The exact mechanism of action of Xywav in the treatment of adults with idiopathic hypersomnia and of cataplexy and EDS in narcolepsy is unknown. It is hypothesized that the therapeutic effects of Xywav are mediated through GABA_B actions during sleep at noradrenergic and dopaminergic neurons, as well as thalamocortical neurons.²² The U.S. Drug Enforcement Agency (DEA) has designated Xywav as a Schedule III medicine. The DEA defines Schedule III drugs, substances, or chemicals as drugs with a moderate to low potential for physical and psychological dependence.^22,23 Because of the risks of central nervous system (CNS) depression and abuse and misuse, Xywav is available only through a restricted program under a Risk Evaluation and Mitigation Strategy (REMS) called the XYWAV and XYREM REMS.
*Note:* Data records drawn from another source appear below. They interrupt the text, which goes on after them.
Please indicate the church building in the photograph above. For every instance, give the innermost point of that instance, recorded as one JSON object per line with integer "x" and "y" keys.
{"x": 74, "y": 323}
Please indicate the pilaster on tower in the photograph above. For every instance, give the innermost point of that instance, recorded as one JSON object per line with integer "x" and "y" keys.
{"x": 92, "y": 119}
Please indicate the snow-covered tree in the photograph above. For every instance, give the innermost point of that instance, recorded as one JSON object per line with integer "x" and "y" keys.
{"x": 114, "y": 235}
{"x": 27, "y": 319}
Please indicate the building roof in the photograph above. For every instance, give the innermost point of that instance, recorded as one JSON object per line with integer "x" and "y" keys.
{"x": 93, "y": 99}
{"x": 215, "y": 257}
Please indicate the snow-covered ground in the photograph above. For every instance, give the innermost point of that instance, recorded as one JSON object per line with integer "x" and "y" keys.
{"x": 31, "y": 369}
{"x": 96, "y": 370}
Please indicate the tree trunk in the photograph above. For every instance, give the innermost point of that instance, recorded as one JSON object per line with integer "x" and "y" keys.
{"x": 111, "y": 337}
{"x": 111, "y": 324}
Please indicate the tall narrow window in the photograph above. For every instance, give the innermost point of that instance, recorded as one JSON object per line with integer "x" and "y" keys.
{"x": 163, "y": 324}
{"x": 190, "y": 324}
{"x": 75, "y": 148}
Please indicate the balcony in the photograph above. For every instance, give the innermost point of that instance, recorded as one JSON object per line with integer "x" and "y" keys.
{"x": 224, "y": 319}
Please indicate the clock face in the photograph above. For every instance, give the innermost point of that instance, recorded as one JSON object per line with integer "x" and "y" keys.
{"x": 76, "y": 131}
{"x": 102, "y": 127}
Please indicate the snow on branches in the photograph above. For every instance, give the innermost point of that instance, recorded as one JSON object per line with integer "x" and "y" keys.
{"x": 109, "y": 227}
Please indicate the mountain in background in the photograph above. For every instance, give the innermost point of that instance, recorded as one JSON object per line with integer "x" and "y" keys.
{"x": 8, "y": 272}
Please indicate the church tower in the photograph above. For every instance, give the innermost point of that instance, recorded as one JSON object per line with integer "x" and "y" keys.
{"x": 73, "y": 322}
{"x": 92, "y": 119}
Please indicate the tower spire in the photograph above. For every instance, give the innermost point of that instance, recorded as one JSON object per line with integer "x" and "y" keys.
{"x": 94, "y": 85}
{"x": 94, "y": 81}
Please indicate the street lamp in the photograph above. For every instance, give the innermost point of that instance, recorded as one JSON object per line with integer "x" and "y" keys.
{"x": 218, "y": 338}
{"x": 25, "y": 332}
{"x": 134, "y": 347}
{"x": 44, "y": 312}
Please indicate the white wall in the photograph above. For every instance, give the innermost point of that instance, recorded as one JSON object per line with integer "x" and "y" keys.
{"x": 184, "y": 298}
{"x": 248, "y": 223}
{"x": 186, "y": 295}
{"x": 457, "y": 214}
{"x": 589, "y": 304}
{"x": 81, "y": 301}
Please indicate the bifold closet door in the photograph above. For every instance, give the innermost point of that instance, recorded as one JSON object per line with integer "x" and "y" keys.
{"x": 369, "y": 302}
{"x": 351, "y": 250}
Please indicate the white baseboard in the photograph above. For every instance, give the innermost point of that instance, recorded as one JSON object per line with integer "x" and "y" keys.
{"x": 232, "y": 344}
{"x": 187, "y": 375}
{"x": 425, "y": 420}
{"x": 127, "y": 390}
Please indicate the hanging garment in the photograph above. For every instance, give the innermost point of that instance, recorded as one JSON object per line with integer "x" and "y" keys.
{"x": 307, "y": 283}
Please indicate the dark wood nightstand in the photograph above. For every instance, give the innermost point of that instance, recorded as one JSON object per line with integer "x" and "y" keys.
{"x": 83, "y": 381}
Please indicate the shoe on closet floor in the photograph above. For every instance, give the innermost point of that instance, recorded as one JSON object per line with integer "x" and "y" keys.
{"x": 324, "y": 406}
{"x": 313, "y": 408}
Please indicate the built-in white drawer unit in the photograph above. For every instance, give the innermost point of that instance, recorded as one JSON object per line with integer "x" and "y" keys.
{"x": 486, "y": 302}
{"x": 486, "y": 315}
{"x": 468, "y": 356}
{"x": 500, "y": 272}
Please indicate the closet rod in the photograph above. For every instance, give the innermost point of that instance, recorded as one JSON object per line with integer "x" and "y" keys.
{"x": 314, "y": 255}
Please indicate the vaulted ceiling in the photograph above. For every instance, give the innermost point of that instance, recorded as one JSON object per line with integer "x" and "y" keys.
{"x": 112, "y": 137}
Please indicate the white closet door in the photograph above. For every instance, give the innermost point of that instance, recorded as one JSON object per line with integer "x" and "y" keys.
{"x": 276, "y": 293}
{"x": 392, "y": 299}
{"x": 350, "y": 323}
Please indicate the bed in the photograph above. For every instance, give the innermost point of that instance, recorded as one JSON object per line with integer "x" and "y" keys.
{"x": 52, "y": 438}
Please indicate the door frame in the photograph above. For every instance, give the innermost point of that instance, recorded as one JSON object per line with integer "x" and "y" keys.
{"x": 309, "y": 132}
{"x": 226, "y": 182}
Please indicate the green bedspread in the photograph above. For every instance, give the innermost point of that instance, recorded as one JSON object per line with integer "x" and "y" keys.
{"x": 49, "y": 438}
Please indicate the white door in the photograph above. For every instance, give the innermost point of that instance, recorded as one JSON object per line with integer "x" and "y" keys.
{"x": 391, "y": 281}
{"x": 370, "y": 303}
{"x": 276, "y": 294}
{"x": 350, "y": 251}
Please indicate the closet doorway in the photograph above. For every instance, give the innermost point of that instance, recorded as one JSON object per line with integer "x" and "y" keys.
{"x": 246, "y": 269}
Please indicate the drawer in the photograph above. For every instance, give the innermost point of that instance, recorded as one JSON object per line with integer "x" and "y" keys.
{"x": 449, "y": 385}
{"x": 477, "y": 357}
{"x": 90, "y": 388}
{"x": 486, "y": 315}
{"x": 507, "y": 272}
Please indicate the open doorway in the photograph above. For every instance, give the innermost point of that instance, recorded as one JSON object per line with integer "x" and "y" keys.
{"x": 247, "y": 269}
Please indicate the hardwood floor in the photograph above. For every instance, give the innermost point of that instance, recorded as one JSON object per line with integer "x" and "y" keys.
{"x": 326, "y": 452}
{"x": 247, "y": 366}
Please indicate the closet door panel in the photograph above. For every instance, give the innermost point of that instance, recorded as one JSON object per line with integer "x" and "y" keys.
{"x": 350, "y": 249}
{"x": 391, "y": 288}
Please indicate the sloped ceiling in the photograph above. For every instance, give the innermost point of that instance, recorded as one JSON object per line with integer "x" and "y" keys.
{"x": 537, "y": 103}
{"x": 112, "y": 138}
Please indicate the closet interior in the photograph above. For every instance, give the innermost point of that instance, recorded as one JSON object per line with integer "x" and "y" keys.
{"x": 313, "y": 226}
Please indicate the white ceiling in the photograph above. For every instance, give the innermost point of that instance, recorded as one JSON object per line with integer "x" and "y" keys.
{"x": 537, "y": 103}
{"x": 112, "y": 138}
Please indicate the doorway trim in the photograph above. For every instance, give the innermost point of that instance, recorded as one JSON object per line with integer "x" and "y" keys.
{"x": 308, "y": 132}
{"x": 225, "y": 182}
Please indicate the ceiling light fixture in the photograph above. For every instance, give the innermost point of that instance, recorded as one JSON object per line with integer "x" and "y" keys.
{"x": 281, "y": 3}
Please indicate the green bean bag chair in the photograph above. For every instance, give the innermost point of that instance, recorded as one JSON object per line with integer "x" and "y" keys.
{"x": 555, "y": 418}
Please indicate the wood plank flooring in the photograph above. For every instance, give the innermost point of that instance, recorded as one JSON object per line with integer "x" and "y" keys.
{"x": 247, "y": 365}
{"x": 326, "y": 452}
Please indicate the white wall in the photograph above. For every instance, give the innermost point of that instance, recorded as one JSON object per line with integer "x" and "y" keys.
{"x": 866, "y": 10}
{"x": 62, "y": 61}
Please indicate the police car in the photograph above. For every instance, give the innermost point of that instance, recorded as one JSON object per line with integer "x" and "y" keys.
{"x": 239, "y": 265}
Important Safety Information for Xywav

WARNING: CENTRAL NERVOUS SYSTEM DEPRESSION and ABUSE AND MISUSE.

• Central Nervous System Depression
  XYWAV is a CNS depressant. Clinically significant respiratory depression and obtundation may occur in patients treated with XYWAV at recommended doses. Many patients who received XYWAV during clinical trials in narcolepsy and idiopathic hypersomnia were receiving CNS stimulants.
  
  
• Abuse and Misuse
  The active moiety of XYWAV is oxybate or gamma-hydroxybutyrate (GHB). Abuse or misuse of illicit GHB, either alone or in combination with other CNS depressants, is associated with CNS adverse reactions, including seizure, respiratory depression, decreases in the level of consciousness, coma, and death.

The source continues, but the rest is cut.